Extracting currency and value from text

In [50]:
pprint(d.parse_money(u"This meal costs 3$"))
print('----------------------------------------------------------------------')
pprint(d.parse_money(u"This meal costs 3 Baht"))
print('----------------------------------------------------------------------')
pprint(d.parse_money(u"This meal costs 3 Rupee"))

[{'dim': 'amount-of-money',
  'end': 18,
  'start': 16,
  'text': '3$',
  'value': {'unit': '$', 'value': 3.0}}]
----------------------------------------------------------------------
[]
----------------------------------------------------------------------
[{'dim': 'amount-of-money',
  'end': 23,
  'start': 16,
  'text': '3 Rupee',
  'value': {'unit': 'INR', 'value': 3.0}}]
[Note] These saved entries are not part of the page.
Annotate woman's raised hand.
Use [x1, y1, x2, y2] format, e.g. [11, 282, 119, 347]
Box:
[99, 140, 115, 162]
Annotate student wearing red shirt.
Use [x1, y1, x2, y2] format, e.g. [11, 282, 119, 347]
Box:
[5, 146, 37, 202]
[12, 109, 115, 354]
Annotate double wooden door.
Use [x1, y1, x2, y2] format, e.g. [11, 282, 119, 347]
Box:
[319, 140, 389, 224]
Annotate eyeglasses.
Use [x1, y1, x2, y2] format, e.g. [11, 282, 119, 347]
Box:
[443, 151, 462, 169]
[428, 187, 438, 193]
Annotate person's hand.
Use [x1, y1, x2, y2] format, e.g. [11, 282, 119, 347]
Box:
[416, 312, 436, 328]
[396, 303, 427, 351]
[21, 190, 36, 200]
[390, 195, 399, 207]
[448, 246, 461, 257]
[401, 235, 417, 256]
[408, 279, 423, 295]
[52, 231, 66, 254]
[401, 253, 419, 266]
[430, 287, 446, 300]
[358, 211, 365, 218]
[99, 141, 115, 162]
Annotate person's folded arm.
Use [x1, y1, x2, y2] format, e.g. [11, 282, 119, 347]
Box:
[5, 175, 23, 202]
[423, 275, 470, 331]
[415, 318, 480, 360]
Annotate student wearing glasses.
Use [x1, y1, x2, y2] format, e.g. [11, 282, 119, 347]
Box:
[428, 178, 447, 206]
Extracting email ids from text

In [27]:
pprint(d.parse_email(u"my email is abcxyz@gmail.com"))

[{'dim': 'email',
  'text': 'abcxyz@gmail.com',
  'start': 12,
  'end': 28,
  'value': {'value': 'abcxyz@gmail.com'}}]

Extracting the durations in a text

In [28]:
d.parse_duration(u"I have been working on this project for 4 hrs every month for almost 2 years.")

[{'dim': 'duration',
  'text': '4 hrs',
  'start': 40,
  'end': 45,
  'value': {'value': 4.0,
   'unit': 'hour',
   'year': None,
   'month': None,
   'day': None,
   'hour': 4,
   'minute': None,
   'second': None}},
 {'dim': 'duration',
  'text': '2 years',
  'start': 69,
  'end': 76,
  'value': {'value': 2.0,
   'unit': 'year',
   'year': 2,
   'month': None,
   'day': None,
   'hour': None,
   'minute': None,
   'second': None}}]

Extracting urls from text

In [51]:
pprint(d.parse_url(u"The official website for the book Practical NLP is http://www.practicalnlp.ai/"))
print('----------------------------------------------------------------------')
d.parse_url(u"ฉันกำลังเข้าเว็บ www.เฉลิม.com")

[{'dim': 'url',
  'end': 78,
  'start': 51,
  'text': 'http://www.practicalnlp.ai/',
  'value': {'value': 'http://www.practicalnlp.ai/'}},
 {'dim': 'url',
  'end': 78,
  'start': 51,
  'text': 'http://www.practicalnlp.ai/',
  'value': {'value': 'http://www.practicalnlp.ai/'}}]
----------------------------------------------------------------------


[]

Extracting phone numbers from text

In [33]:
d.parse_phone_number(u"My phone number is 0918494100 and my adress is 637 Huakwang Bangkok 1234518")#didnt demo this due to privacy reasons

[{'dim': 'phone-number',
  'text': '0918494100 ',
  'start': 19,
  'end': 30,
  'value': {'value': '0918494100 '}},
 {'dim': 'phone-number',
  'text': '1234518',
  'start': 68,
  'end': 75,
  'value': {'value': '1234518'}}]

Generally, a good idea would be to make a pipeline of all of these functions or which ever you require according to your use case.